Most Doctor Who fans had long given up hope that Christopher Eccleston would ever return to the role of the show. Following his mysterious and acrimonious departure from the revived series after just one year, the actor made it clear he had problems with people behind the scenes, and turned down the chance to reprise his role as the iconic Ninth Doctor during the landmark 50th-anniversary celebrations in 2013.
However, time heals all wounds, and Eccleston is about to don the famous leather jacket one more time (figuratively speaking) in a new series of full-cast audio dramas from Big Finish Productions. One of the most honest and down-to-earth actors in the business, Eccleston was open with Gizmodo about money being one of his motivations for joining the new series. While some might think that actors as noted as Eccleston might be set, that’s not the case for a lot of performers. “I’m an actor and the way I pay my mortgage and support my children, Albert and Esme, is by acting,” he said. But that doesn’t mean Eccleston will be phoning in his performance; he has genuine love for the character, praises the scripts, and says describes the experience of returning to this world as “very, very heartening and welcome and moving.”
Eccleston is a particular fan of the audio medium, being introduced to audio drama as a child during a power outage in his native Salford. “There are no visuals, you know? All you have is the word and your voice,” he said. “I love audio drama. Love it.”
The actor is especially excited by the idea of adding some new wrinkles to his Ninth Doctor character. It’s a task that has been made easier thanks to the strength of the writing. “I would be amazed if some of the adventures that I’ve recorded so far are not taken up by the visual medium.”

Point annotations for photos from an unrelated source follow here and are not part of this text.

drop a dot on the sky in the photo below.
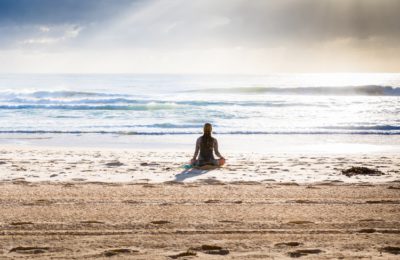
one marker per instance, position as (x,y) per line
(199,36)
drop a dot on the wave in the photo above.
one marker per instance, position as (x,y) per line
(58,94)
(370,90)
(139,107)
(312,132)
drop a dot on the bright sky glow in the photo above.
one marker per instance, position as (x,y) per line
(199,36)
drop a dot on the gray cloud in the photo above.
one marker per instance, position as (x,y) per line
(263,34)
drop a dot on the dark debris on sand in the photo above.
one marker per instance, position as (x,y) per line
(361,171)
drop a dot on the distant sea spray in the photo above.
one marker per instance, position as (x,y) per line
(157,105)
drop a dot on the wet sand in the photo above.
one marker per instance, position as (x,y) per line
(35,164)
(211,220)
(91,203)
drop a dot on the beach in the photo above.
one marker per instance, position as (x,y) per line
(79,202)
(96,166)
(199,220)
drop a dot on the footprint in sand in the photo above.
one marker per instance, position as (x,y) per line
(29,250)
(304,252)
(395,250)
(211,250)
(160,222)
(91,222)
(287,244)
(183,254)
(300,222)
(118,251)
(21,223)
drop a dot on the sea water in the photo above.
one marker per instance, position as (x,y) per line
(275,104)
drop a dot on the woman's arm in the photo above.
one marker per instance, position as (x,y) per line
(196,151)
(216,148)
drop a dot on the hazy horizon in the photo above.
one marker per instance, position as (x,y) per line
(199,37)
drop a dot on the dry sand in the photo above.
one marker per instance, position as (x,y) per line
(76,203)
(113,165)
(156,221)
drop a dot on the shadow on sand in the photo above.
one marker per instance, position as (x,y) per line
(193,172)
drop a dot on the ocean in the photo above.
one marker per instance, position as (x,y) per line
(306,104)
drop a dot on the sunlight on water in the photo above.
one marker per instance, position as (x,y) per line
(174,104)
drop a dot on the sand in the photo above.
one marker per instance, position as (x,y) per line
(80,203)
(38,164)
(240,221)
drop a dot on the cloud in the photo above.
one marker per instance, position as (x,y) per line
(53,35)
(203,35)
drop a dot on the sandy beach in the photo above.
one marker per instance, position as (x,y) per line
(91,203)
(199,220)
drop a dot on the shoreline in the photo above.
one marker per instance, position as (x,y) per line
(69,164)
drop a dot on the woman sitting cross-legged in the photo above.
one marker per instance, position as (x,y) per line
(207,145)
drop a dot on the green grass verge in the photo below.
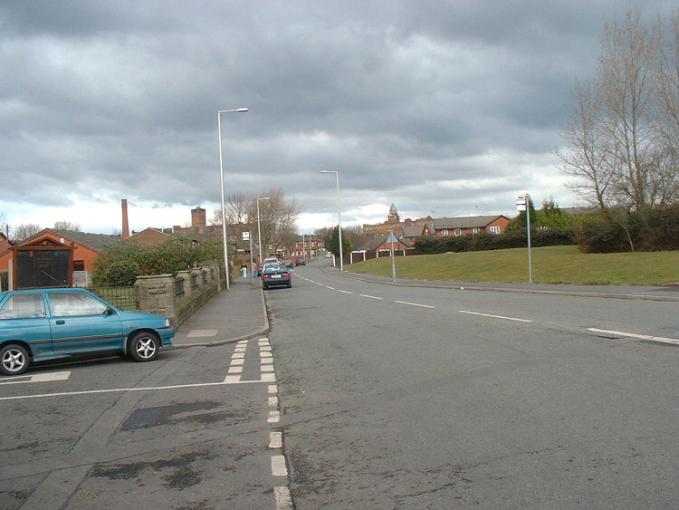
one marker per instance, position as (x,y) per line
(553,264)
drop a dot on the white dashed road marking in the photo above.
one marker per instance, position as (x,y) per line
(413,304)
(495,316)
(660,339)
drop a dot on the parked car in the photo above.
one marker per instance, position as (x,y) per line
(52,324)
(274,276)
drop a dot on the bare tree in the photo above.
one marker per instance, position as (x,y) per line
(66,225)
(25,230)
(589,156)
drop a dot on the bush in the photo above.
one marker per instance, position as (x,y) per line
(485,241)
(122,273)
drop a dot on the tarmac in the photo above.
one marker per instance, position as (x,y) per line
(240,313)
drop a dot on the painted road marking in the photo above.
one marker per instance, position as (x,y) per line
(495,316)
(274,416)
(414,304)
(278,467)
(283,499)
(145,388)
(47,377)
(194,333)
(651,338)
(275,440)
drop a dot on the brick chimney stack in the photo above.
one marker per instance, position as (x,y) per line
(126,224)
(198,219)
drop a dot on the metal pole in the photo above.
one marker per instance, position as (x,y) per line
(339,224)
(252,276)
(221,188)
(393,258)
(530,265)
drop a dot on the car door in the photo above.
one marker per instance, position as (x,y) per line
(23,317)
(81,324)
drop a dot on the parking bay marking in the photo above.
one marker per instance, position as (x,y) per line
(47,377)
(661,339)
(147,388)
(495,316)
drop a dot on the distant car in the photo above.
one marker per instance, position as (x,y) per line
(53,324)
(269,261)
(276,276)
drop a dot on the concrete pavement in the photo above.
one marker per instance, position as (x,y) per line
(232,315)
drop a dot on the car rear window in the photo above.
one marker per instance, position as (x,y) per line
(23,306)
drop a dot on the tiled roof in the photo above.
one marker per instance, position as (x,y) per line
(464,222)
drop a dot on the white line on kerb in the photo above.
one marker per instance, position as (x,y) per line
(413,304)
(661,339)
(283,499)
(278,466)
(495,316)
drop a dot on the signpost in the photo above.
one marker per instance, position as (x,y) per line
(523,204)
(392,239)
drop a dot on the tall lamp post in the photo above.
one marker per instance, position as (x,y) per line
(259,229)
(221,187)
(339,216)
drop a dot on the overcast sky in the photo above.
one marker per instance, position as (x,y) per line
(442,108)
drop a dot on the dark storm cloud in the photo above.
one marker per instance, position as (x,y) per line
(399,96)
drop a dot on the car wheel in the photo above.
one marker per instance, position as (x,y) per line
(14,359)
(144,346)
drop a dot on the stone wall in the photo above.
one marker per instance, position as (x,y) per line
(178,297)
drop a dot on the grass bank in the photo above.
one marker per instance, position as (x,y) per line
(553,264)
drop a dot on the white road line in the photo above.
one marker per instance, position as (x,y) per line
(278,467)
(495,316)
(145,388)
(48,377)
(414,304)
(283,499)
(651,338)
(275,440)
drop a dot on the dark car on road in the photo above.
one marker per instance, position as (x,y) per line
(52,324)
(276,276)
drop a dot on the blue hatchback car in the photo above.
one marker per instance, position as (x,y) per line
(50,324)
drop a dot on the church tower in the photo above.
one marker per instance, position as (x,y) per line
(393,215)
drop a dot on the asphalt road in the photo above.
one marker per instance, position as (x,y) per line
(409,398)
(190,431)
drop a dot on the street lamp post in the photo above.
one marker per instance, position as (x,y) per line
(339,216)
(221,187)
(259,229)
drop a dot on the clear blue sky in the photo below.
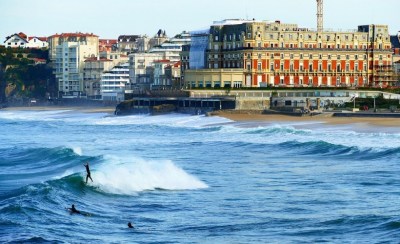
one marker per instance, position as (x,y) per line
(109,19)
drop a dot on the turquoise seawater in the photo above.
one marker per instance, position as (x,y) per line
(195,179)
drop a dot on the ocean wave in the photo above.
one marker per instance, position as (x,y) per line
(137,175)
(323,148)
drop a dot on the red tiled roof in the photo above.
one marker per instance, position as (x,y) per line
(94,59)
(177,64)
(162,61)
(22,35)
(108,41)
(43,39)
(77,34)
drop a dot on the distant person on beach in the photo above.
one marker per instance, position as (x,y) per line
(73,209)
(87,172)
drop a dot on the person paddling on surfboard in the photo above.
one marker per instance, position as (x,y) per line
(88,172)
(73,209)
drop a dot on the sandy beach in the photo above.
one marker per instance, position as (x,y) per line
(387,122)
(84,109)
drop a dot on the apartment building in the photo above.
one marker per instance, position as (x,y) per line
(250,53)
(17,40)
(37,42)
(113,82)
(92,71)
(68,51)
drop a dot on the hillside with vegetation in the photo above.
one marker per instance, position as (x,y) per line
(25,74)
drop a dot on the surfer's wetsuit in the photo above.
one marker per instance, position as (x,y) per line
(73,209)
(88,172)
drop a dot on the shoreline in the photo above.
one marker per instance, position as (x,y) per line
(85,109)
(376,121)
(239,117)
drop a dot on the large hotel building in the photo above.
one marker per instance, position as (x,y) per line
(250,53)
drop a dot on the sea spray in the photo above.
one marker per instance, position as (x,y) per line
(138,175)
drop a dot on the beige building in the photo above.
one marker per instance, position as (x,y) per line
(92,71)
(68,52)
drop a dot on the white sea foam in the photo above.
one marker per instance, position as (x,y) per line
(171,120)
(129,178)
(77,150)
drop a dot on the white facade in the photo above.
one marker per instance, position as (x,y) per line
(138,62)
(15,41)
(112,83)
(36,42)
(159,73)
(70,57)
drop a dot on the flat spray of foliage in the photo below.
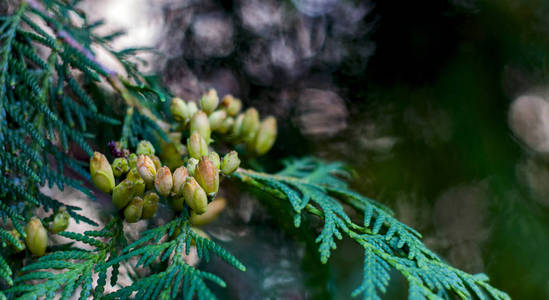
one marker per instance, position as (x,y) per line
(47,74)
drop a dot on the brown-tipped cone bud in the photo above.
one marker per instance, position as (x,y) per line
(200,124)
(191,165)
(195,196)
(132,160)
(214,209)
(214,157)
(134,210)
(163,182)
(207,175)
(226,125)
(250,123)
(197,146)
(231,105)
(37,237)
(60,221)
(101,172)
(179,177)
(123,193)
(145,147)
(179,110)
(120,166)
(146,168)
(150,205)
(216,119)
(230,163)
(209,101)
(156,161)
(266,136)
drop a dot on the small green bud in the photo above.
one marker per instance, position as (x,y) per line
(200,124)
(150,205)
(163,181)
(37,237)
(266,136)
(179,177)
(214,157)
(123,193)
(216,119)
(207,175)
(236,130)
(146,168)
(60,221)
(230,163)
(156,161)
(197,146)
(132,160)
(16,247)
(145,147)
(101,172)
(120,166)
(214,209)
(191,165)
(226,125)
(134,210)
(195,196)
(231,105)
(179,110)
(209,101)
(250,123)
(193,109)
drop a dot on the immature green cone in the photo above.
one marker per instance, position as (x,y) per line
(191,165)
(179,110)
(132,160)
(236,130)
(207,175)
(145,147)
(230,163)
(193,109)
(163,181)
(214,157)
(195,196)
(150,205)
(37,237)
(146,168)
(60,221)
(250,123)
(101,172)
(216,119)
(214,209)
(179,177)
(226,125)
(197,146)
(156,161)
(120,166)
(209,101)
(134,210)
(123,193)
(231,105)
(200,124)
(266,136)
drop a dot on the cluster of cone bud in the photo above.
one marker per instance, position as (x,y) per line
(36,235)
(143,180)
(226,118)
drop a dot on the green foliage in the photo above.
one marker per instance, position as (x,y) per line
(318,188)
(45,109)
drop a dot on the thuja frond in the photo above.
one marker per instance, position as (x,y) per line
(319,189)
(167,245)
(67,270)
(46,107)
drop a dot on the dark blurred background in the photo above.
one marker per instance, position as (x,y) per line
(440,106)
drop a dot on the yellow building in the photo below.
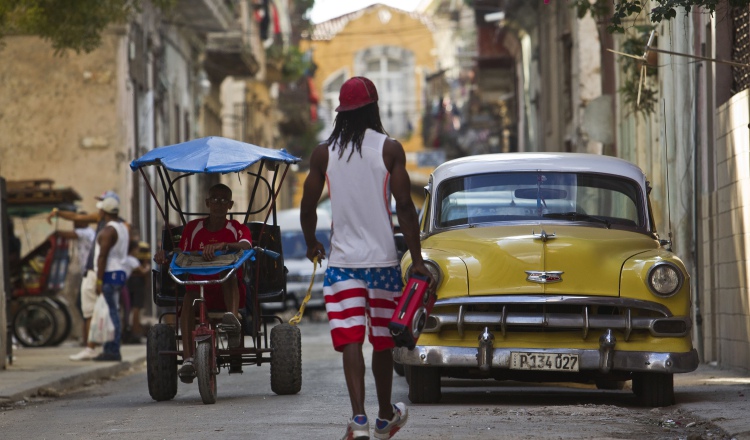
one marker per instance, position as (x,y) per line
(393,48)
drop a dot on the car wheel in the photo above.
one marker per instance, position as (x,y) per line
(286,359)
(35,324)
(424,384)
(161,369)
(398,368)
(654,389)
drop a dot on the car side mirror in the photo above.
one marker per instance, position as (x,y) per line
(401,246)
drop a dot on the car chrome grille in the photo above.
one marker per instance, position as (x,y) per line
(555,313)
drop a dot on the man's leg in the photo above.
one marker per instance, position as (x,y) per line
(187,323)
(111,350)
(354,372)
(382,369)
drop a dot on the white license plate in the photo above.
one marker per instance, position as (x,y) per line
(543,361)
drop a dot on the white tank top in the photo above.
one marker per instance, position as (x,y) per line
(360,193)
(118,253)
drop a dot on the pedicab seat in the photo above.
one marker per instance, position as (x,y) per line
(272,273)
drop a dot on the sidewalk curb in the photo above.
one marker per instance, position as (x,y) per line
(64,383)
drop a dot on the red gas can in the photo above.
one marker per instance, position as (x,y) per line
(412,311)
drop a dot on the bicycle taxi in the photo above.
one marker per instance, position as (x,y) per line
(263,267)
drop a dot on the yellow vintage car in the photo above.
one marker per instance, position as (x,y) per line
(549,268)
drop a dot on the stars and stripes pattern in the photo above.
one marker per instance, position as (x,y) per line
(356,296)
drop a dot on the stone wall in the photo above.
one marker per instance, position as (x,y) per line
(725,215)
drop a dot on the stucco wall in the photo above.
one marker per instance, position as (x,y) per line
(725,300)
(61,117)
(369,29)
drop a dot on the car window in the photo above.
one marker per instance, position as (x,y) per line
(294,247)
(497,197)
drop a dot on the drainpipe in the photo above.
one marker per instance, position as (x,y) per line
(698,318)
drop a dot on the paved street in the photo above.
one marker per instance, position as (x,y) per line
(709,400)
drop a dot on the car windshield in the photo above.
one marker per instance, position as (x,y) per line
(497,197)
(294,247)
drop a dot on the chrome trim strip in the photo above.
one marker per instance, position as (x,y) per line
(466,357)
(556,299)
(440,321)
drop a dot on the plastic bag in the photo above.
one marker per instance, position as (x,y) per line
(102,329)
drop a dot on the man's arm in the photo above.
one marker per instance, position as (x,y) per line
(209,250)
(312,190)
(395,161)
(106,239)
(70,235)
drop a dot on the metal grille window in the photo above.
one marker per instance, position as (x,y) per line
(741,49)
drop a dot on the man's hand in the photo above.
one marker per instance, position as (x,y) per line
(421,269)
(209,250)
(316,250)
(52,214)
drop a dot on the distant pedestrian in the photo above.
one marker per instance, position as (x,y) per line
(362,167)
(110,253)
(137,270)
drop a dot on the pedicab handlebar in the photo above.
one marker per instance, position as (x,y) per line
(206,268)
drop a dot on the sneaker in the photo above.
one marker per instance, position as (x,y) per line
(109,357)
(86,354)
(357,429)
(385,429)
(187,371)
(232,326)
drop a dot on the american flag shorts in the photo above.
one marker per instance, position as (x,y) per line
(355,297)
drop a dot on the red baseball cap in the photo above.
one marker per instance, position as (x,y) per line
(356,92)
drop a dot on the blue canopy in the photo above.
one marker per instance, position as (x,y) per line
(212,154)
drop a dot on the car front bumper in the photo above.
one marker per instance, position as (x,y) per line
(604,361)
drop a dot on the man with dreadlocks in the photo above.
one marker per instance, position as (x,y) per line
(362,167)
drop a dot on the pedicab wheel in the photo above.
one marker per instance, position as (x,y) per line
(35,324)
(206,375)
(161,369)
(63,319)
(424,384)
(286,359)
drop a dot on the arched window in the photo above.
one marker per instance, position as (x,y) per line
(392,70)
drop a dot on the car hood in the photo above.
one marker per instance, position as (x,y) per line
(497,259)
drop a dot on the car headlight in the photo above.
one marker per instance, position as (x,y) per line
(664,279)
(434,270)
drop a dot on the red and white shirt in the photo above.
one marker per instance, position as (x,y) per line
(195,237)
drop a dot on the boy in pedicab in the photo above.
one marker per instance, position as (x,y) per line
(210,234)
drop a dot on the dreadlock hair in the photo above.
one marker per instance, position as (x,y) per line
(350,126)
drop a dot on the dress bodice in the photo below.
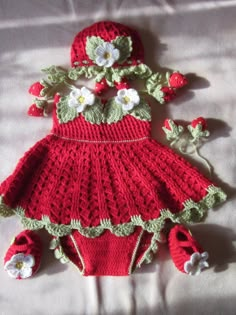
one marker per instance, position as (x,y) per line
(128,128)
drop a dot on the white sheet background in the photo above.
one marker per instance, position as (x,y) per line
(196,37)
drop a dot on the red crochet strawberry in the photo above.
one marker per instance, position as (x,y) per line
(177,80)
(169,93)
(38,109)
(36,88)
(201,121)
(57,97)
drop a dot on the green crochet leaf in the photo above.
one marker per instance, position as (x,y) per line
(142,111)
(55,74)
(124,44)
(91,44)
(64,112)
(94,114)
(76,73)
(5,211)
(113,112)
(153,85)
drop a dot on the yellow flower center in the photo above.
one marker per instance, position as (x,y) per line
(19,265)
(107,55)
(126,99)
(81,99)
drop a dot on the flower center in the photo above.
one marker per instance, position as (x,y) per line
(81,99)
(107,55)
(126,99)
(19,265)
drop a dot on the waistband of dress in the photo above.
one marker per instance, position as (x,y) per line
(100,141)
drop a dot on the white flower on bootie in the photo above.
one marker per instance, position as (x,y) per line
(80,98)
(20,266)
(106,55)
(127,98)
(196,264)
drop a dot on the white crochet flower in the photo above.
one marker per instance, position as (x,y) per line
(127,98)
(196,264)
(106,54)
(20,266)
(80,98)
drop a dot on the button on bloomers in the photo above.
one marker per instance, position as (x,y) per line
(127,98)
(107,55)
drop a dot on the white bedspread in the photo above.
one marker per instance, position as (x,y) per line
(199,39)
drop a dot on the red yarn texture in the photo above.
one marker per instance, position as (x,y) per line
(28,243)
(65,178)
(182,245)
(108,31)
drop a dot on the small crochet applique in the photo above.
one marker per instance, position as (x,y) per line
(23,257)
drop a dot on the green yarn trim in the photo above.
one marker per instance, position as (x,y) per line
(124,44)
(95,114)
(192,212)
(110,74)
(198,132)
(174,132)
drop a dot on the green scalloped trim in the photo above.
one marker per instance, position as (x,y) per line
(192,212)
(124,44)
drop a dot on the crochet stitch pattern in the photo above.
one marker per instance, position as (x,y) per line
(98,183)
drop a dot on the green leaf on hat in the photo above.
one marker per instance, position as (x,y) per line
(55,74)
(91,44)
(124,44)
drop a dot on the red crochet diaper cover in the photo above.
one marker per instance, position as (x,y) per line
(98,183)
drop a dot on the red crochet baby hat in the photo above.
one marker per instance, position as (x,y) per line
(107,31)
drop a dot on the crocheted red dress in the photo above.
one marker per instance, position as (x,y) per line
(102,186)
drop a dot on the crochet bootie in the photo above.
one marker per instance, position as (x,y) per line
(186,253)
(23,257)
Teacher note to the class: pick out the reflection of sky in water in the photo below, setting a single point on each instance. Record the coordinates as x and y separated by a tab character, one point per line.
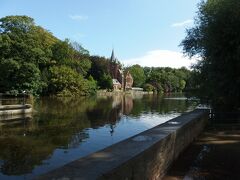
102	137
92	139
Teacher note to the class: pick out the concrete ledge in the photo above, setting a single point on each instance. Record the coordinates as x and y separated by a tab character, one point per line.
144	156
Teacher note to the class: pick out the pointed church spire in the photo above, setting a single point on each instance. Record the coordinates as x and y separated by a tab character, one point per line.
112	56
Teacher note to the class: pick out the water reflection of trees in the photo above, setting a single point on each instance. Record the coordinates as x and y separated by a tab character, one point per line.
62	123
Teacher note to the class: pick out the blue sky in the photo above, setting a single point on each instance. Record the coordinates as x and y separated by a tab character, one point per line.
146	32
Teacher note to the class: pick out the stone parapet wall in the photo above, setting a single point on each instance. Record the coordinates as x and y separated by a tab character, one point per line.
147	155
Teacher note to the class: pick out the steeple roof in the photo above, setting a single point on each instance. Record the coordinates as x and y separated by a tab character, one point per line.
112	56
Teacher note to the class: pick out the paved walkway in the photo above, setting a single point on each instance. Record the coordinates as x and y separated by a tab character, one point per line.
214	155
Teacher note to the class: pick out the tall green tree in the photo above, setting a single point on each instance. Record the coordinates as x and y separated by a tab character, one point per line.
138	75
30	56
216	39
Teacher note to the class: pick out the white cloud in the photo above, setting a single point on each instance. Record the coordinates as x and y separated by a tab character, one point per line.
162	58
78	36
181	24
78	17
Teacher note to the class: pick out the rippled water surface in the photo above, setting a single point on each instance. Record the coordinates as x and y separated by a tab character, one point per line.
64	129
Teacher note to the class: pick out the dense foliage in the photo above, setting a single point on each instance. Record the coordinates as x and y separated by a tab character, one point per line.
33	60
162	79
216	39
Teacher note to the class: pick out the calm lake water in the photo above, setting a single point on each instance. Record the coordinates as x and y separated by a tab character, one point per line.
64	129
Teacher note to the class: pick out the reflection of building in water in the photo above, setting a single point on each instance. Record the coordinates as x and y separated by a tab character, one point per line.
126	103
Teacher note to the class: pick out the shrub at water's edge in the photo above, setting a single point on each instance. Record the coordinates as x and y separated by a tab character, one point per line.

The return for the Ninth Doctor has been a very long time coming, and there were still obstacles even after Big Finish managed to coax Eccleston into the studio. The COVID-19 pandemic means the cast members have to record their lines apart from each other, recording at home “under the stairs, in broom cupboards,” which robs them of the camaraderie of a production. Eccleston is hoping to meet up with the cast and crew soon and is already talking about the future of the series. He’s hoping future episodes highlight women’s history:
I would very much like the Doctor to meet Emily Davison, who threw herself in front of the Derby winner and was one of the forerunners of the feminist movement—and a martyr for it. I think that would be extraordinary for him to mix with Emily Davison and Emmeline Pankhurst—and explore that.
Indeed, those opposed to Jodie Whittaker as the Thirteenth Doctor will find little sympathy from Eccleston, who makes no secret of his feminist credentials. The actor praises original showrunner Russell T. Davies for his strong female characters and notes how the first series of the show was about the war-hardened Doctor finally finding his humanity again thanks to companion Rose Tyler.
Finding the Ninth Doctor
Of all the many incarnations of The Doctor, the Ninth Doctor is possibly the most unique. Tortured and suffering after his experiences during the Time War, the damaged and imperfect Doctor was played to perfection by Eccleston. However, fans shouldn’t expect an immediate return to the days of “angst and questing.” The new audios capture the Ninth Doctor’s lighter side and leaving the darkness “for further down the line.”
What’s been interesting—apart from the one we’re [recording] at the moment, the Doctor has been very light—and that’s been wonderful. I think I’ve been slightly known for the heaviness he carried, the guilt of the survivor, and the scars of that. That was essential to the first series—I think that’s why they needed me because I could bring some of that.
While the Ninth Doctor only appeared in 13 episodes of Doctor Who, the character was incredibly well defined. This characterization has been expanded upon across many books, comics and audios without Eccleston’s involvement. The new series will be set before the events of “Rose,” Eccleston’s first episode, meaning that the Ninth Doctor is traveling alone.
As Eccleston seeks to re-find his feet with the “enigma” of a character he brought back to life in 2005, he’s pleased he has “more room to explore” and find his Doctor’s “insatiable curiosity, his energy, and his highly flirtatious nature.”
I think it’s essential that the Doctor remains partly unknowable—which facilitates the fact that he can change his physical appearance. So, there is a familiarity in that he sounds like me, and obviously, what the very brilliant writers have done, is they’ve listened very closely to the voice that was established way back in 2005 and picked up on that.
But of all the traits that defined the Ninth Doctor, it was melancholy and a need for companionship to reaffirm his humanity (or the Time Lord equivalent) that stood above all else. While lighter in tone, the new series promises not to shy away from that loneliness. “I think, alongside his joy, that must sit there, this longing for home, this longing for companionship which is never quite fulfilled. Which, in a way, is the human condition, isn’t it?”
Doctor Who: The Ninth Doctor Adventures – Ravagers will be available from Big Finish Productions this May. The first set of three episodes is available to preorder now alongside three more volumes which will be released throughout 2021 and into 2022.